Nearly all survivors question their own actions before, during and even after the assault. It's important that you let them know that the only one responsible for the assault is the person who committed it. A victim neither caused nor deserved what happened.
- "I'm here for you"
Even if your loved one does not want to talk to you about the assault or their feelings about it, it's important that you let them know you're available anytime for support.
- "What can I do?/What will help you?"
Many loved ones are afraid of saying or doing something wrong. It's often helpful to simply ask what would be helpful for them.
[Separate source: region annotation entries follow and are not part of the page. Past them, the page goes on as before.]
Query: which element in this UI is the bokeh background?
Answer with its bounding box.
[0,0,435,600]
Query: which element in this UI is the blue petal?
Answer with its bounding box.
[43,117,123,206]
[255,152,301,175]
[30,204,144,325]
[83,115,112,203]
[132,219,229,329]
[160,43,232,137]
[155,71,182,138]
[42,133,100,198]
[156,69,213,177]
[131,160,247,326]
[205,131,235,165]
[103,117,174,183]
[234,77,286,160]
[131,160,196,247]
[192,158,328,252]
Helpful things you can do for a victim:
- Treat your loved one the same
Survivors need to know that their loved ones still love them, care about them and think of them the same as always.
- Empower your loved one
Sexual violence is the ultimate loss of power and control over one's body, safety and well-being. One of the most impactful things you can do is to help restore your loved one's sense of control is by allowing them to make their decisions and to play an active role in their recovery.
- Maintain your focus
Many loved ones feel very strongly about seeking justice or even retaliation for the assault. While anger at an offender is appropriate, focusing on the offender takes your focus away from where it needs to be - your loved one.
- Follow their lead
Allow your loved one the time and space they need to regain a sense of control and begin the recovery process. This will require an open mind and patience.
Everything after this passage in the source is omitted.